“Defiance That Commands Respect”
DURING his ruinous term as German chancellor, Adolf Hitler received tens of thousands of letters. In 1945, after the Russians occupied the territory surrounding Berlin, many of these letters were taken to Moscow and stored there. Historian Henrik Eberle has examined thousands of such letters in the Moscow archives in order to study who wrote to Hitler and why. Eberle published his conclusions in the book entitled Briefe an Hitler (Letters to Hitler).
“Teachers and students, nuns and priests, the unemployed and top businessmen, admirals and ordinary storm troopers—they all wrote to Hitler,” says Dr. Eberle. “Some revered him as the born-again Messiah; others saw in him the very essence of wickedness.” Did Hitler receive letters of protest from church officials concerning the outrages perpetrated by the National Socialists, or Nazis? There were some, but such letters were few and far between.
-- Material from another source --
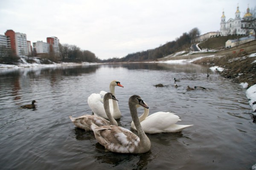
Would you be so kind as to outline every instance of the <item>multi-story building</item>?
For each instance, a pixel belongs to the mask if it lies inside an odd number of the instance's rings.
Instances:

In the Moscow archives, however, Eberle found a file containing a number of letters sent to Hitler by Jehovah’s Witnesses from different parts of Germany, protesting against the conduct of the Nazis. In fact, Witnesses from about 50 countries sent Hitler some 20,000 letters and telegrams protesting the mistreatment of Jehovah’s Witnesses. Thousands of Witnesses were arrested, and several hundred were executed or died following ill-treatment by the Nazis. Dr. Eberle concludes: “In view of the millions of victims of the Nazi regime, this number [of Witness victims] appears small. But it nevertheless testifies to an act of collective and uncompromising defiance that commands respect.”